Sign in users in a sample Node.js web application - Microsoft Entra External ID | Microsoft Learn

Tutorial: Sign in users to ASP .NET Core

.NET Core tutorial

Sign in users to a sample ASP.NET Core web application - Microsoft Entra External ID | Microsoft Learn

Sign in users to a Python Flask app

Python tutorial

Sign in users in a sample Python Flask web application - Microsoft Entra External ID | Microsoft Learn

Tutorial: Sign in to Node.js app

JavaScript/Node.js tutorial

Tutorial: Prepare your external tenant to sign in users in a Node.js web app - Microsoft Entra External ID | Microsoft Learn

Tutorial: Sign in users to .NET Core app

.NET Core Tutorial

Tutorial: Prepare your external tenant to authenticate users in an ASP.NET Core web app - Microsoft Entra External ID | Microsoft Learn

Summary and takeaways

In summary, we introduced you to Entra and some of its products in a large family of products. You were also shown some scenarios and what products would fit. Finally, we recommended some great starter links. Hope you’re off to a great start, thanks for reading!

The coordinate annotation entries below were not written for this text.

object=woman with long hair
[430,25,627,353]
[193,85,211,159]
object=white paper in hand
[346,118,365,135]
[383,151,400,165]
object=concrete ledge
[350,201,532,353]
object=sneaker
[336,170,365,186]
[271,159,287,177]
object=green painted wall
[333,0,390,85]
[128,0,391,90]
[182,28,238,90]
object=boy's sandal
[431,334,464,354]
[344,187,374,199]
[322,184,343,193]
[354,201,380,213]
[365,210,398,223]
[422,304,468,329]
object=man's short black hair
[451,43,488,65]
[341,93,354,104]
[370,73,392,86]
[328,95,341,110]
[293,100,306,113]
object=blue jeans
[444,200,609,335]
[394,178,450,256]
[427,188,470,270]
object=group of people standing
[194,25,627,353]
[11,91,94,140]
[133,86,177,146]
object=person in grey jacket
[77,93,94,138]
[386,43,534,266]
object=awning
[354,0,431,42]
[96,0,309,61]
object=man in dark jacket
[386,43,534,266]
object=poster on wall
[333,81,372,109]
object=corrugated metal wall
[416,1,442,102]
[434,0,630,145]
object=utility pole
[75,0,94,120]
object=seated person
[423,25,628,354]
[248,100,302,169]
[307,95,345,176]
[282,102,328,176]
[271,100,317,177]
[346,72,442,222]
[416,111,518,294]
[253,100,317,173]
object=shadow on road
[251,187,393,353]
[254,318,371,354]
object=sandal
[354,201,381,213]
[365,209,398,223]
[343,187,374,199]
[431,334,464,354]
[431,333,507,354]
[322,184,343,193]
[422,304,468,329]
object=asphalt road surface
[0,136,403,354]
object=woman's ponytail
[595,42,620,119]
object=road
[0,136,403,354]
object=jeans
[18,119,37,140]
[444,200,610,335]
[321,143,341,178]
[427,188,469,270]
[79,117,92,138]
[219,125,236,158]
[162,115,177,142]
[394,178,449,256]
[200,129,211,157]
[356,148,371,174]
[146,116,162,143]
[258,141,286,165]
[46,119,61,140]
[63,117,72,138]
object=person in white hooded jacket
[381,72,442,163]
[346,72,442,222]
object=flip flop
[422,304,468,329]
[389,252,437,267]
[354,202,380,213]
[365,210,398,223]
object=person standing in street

What is Entra and why choose it to secure your apps (2024)
Top Articles
Latest Posts
Recommended Articles
Article information

Author: Annamae Dooley

Last Updated:

Views: 5555

Rating: 4.4 / 5 (45 voted)

Reviews: 84% of readers found this page helpful

Author information

Name: Annamae Dooley

Birthday: 2001-07-26

Address: 9687 Tambra Meadow, Bradleyhaven, TN 53219

Phone: +9316045904039

Job: Future Coordinator

Hobby: Archery, Couponing, Poi, Kite flying, Knitting, Rappelling, Baseball

Introduction: My name is Annamae Dooley, I am a witty, quaint, lovely, clever, rich, sparkling, powerful person who loves writing and wants to share my knowledge and understanding with you.